Another tip from here is this: ‘Hoses and plastic bits I use Autoglym Vinyl Cleaner on a cloth followed by a *very* light coat of WD40 to keep them from perishing. Vinyl cleaner also works wonders on tyres if you don't want a 'dayglow' shine on them.’
So there’s some good cleaning tips and I can tell you – her engine bay is immaculate!
If you have any questions about this feel free to ask them and I’ll try and help out
Now credit where it’s due. Some of the tips and techniques I used were taken from a guide written by Neil from MLNI engine; I just used some of them and thought I could write a more comprehensive guide on it. His guide can be found here: http://www.theminifo...x...ic=35869
Heres a photo of my engine after this treatment – What an improvement:
That’s still not finished yet though. I’m yet to add the chrome breathers I’ve bought and fit the blue silicon vacuum tubing which I’m planning on using around the heater and throttle cables and any wires that remain tatty – The coil wires for example.
I’ll probably post some more detailed Pics once I’ve done the last few bits on it.
Posted 26 November 2007 - 10:43 PM
Posted 26 November 2007 - 10:55 PM
Posted 26 November 2007 - 10:58 PM
That looks like a fun job for my boyfriend to do!! He loves working on my mini! hehe.
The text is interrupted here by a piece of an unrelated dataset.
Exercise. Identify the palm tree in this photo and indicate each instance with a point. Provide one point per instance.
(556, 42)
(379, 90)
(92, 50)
Posted 27 November 2007 - 01:15 PM
Has any Mpi owner cleaned up their bay with the engine still in it?
I'd love to get Matilda's intimate parts all spangley, but how would I go about it?
Mebbe I should put this in another section...
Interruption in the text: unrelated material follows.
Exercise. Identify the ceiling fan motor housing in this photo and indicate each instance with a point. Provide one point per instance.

Posted 27 November 2007 - 04:05 PM
Posted 27 November 2007 - 05:57 PM
Posted 29 November 2007 - 04:21 PM
Looks awesome, well done!!
How long did it take you?
Looks great at Malvern
Posted 29 November 2007 - 05:13 PM
Looks awesome, well done!!
How long did it take you?
Looks great at Malvern
I think the majority of the painting took me about a day - it depends how bad your engine is currently - allow time for extra cleaning if its a real mess.
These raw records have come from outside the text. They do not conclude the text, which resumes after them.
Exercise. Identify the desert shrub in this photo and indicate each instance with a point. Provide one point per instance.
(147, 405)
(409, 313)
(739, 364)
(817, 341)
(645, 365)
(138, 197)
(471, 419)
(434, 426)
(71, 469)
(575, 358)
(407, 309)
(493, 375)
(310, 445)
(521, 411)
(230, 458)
If your having a go at it i'd recommend you give yourself a weekend to do it - also depends if your fitting any shiney bits like i did or not.
Posted 27 December 2007 - 08:44 PM
Posted 27 December 2007 - 10:59 PM
Excellent guide! I'll post my results when I get around to doing it in the next few weeks.
Although, the guy who had it before me has painted the coil and radiator already and this paint is flaking off and generally looking rubbish like so . How would one get this off? Sanding?
Edited by Ouster, 27 December 2007 - 11:12 PM.
Posted 02 January 2008 - 02:57 PM
Ouster - ouch that paint is going to be a right pain to get off! Problem is you are definatly going to have to remove it - if you paint over it you'll just end up with 2 layers of flaking paint - previous owner musn't have cleaned it before painting
I reckon it'd be possible to use some nitromorse on some parts - If you brush it on carefully and hose it off right then it shouldn't really go anywhere you don't want it too. Stuff like the rocker cover and coil you may as well replace because it just wouldn't be worth all the effort trying to sand them all clean!